Alors qu’arrive la première entrée, le succulent OEuf parfait (poché à très basse température, accompagné d’une émulsion de parmesan, d’ail frais, de poivre de Malaisie et de fleur d’échalote), Blain explique la genèse du livre, cinq ans pendant lesquels il put de temps en temps humer l’ambiance des cuisines, observer et dessiner le chef en action, goûter les plats gorgés de légumes frais, la spécialité.
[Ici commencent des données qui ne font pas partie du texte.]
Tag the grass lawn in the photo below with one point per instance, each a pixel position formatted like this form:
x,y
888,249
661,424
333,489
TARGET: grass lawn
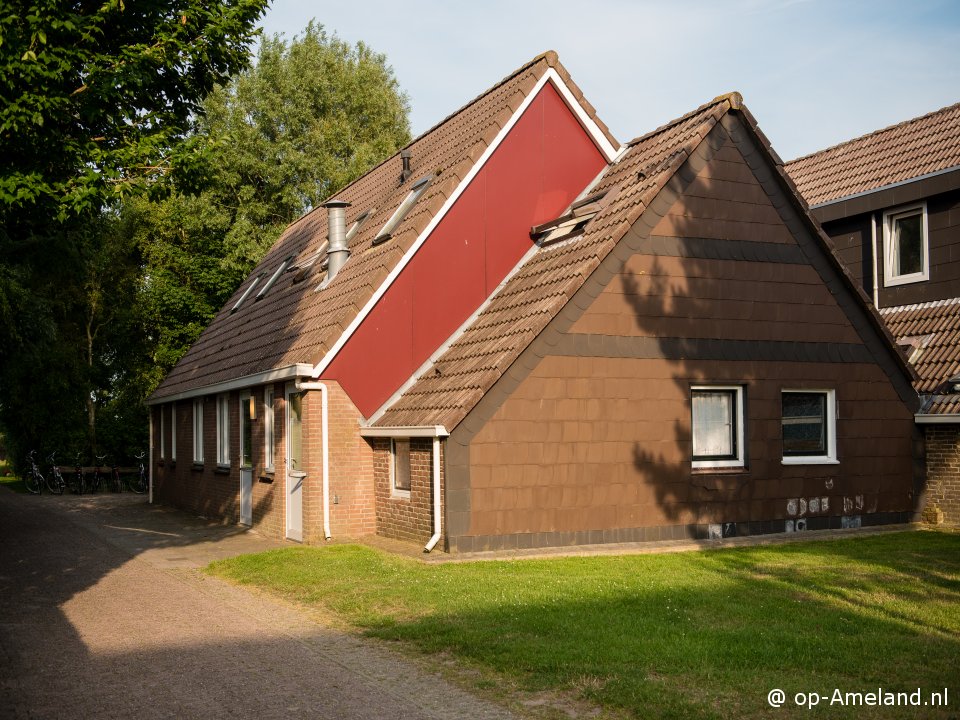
x,y
687,635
« J’avais quasiment fini la BD il y a trois ans. Et puis il y a eu Quai d’Orsay et Alain a sorti un livre de son côté. Tout a pris du retard, je ne suis pas venu à L’Arpège pendant un an et demi. C’est bien, parce qu’entre-temps, tout avait changé. Le chef fonctionne par obsession, les menus peuvent varier d’une semaine à l’autre. Je n’y ai jamais mangé deux fois de la même façon. »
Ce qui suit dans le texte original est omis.